NHS Reform: Rationing & Redistribution

Rationing of Health Care is unpopular at the best of times and different ways have been tried by the previous governments first through Fund Holding and later PCTs.  

It would have been very unpopular for PCTs to continue to ration health. They have been doing it one way or another and it has been a costly exercise for some PCTs. 

It has even caused unnecessary deaths.

The current concern for the NHS Reform is perhaps too focused on privatisation.

The main aim by some very clever people in government is that somehow there must be a way to limit health spending.

The first obvious way is to find someone that could do it without the blame coming back to the politicians who needs to worry about the next election or next job.

GP Commissioning was thought to be the answer as the blame would now be on the GPs.

Integration of Health Care now carries a new meaning: integrated as long as it is all within the remit of Primary Care and not between Primary and Secondary Care. Yet there is only so much that Primary Care can do unless they started employing their own consultants and running there specialist hospitals. That is one way of saving money.

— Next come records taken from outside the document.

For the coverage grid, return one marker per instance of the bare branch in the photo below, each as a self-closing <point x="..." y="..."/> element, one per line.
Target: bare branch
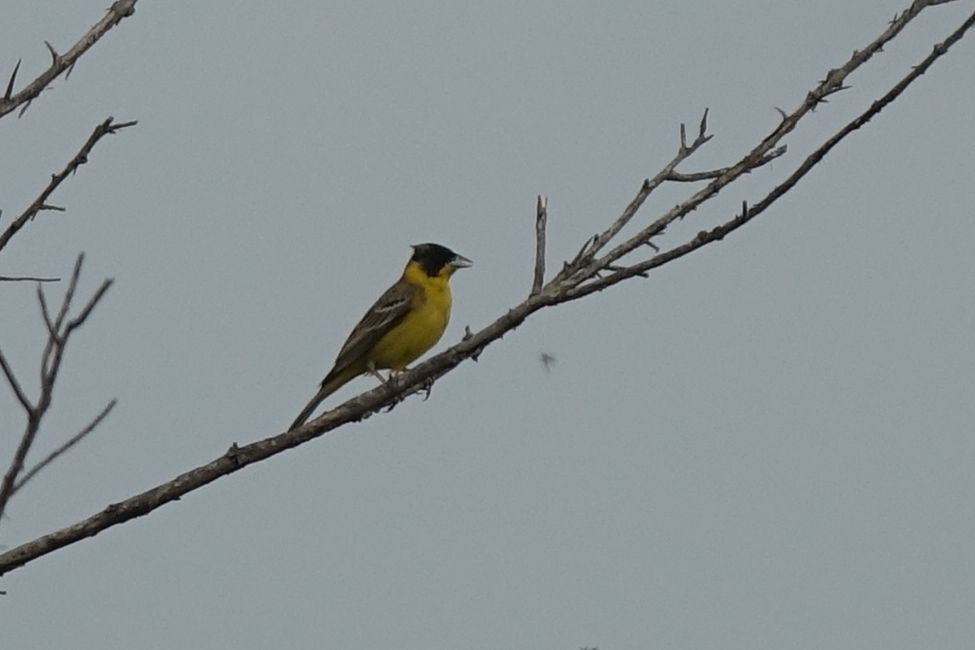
<point x="107" y="127"/>
<point x="14" y="384"/>
<point x="119" y="10"/>
<point x="694" y="177"/>
<point x="26" y="278"/>
<point x="60" y="451"/>
<point x="575" y="280"/>
<point x="59" y="331"/>
<point x="13" y="79"/>
<point x="541" y="216"/>
<point x="749" y="213"/>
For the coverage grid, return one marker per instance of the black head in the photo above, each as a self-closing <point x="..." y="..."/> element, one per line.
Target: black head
<point x="436" y="259"/>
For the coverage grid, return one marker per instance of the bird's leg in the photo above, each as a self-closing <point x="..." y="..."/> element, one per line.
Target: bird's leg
<point x="371" y="369"/>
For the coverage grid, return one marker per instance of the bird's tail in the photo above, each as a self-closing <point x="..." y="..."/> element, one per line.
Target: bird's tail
<point x="330" y="384"/>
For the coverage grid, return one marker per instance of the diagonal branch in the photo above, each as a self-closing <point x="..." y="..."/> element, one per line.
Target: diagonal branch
<point x="749" y="213"/>
<point x="586" y="267"/>
<point x="60" y="63"/>
<point x="572" y="282"/>
<point x="108" y="127"/>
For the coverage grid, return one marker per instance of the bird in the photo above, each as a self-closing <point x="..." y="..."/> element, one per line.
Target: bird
<point x="406" y="321"/>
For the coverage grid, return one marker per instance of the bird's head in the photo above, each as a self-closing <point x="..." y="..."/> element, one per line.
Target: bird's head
<point x="437" y="260"/>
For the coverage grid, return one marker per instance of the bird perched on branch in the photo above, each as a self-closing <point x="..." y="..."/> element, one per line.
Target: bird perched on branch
<point x="406" y="321"/>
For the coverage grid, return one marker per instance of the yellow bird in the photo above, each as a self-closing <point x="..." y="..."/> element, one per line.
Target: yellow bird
<point x="406" y="321"/>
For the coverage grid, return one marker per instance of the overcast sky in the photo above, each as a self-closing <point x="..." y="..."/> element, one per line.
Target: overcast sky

The other way is to refer to Any Qualified Provider, the new NHS speak for Private Providers. Better still if these are owned by the same organisations that own some of the GP practices. Believe me, it is already happening and it will spread.

How could this be done? Simple, NHS Foundation Hospitals will not stand a chance if they have to continue with the expensive and unprofitable conditions or expensive dialysis and Intensive Care that many private insurers will not touch. In the new world order, they will fail and be closed or be bought by private companies. We have the regulator called Monitor that will see to it.

Again it will not be the politician’s fault: just bad management.

The new structure of HSCB is perfectly geared towards failing FT Hospitals. Some will survive through high levels of private work for those from wealthy countries. There is only a limited number of specialists to go round in England and in fact in most countries.

Which means that there will be a long waiting list for NHS patients!!!

Rationing by any other name.

A big portion of the NHS money will now be spent in the counting houses of the new Commissioning Offices. Gradually more and more of that money will be re-distributed to Privateers.

Those who could afford to will now get their own Health Insurance and when the Insurers refuse to cover some conditions you may have to return to the NHS. But who knows, it might just be too late then as those hospitals may no longer be there

In Health Care, death is irreversible.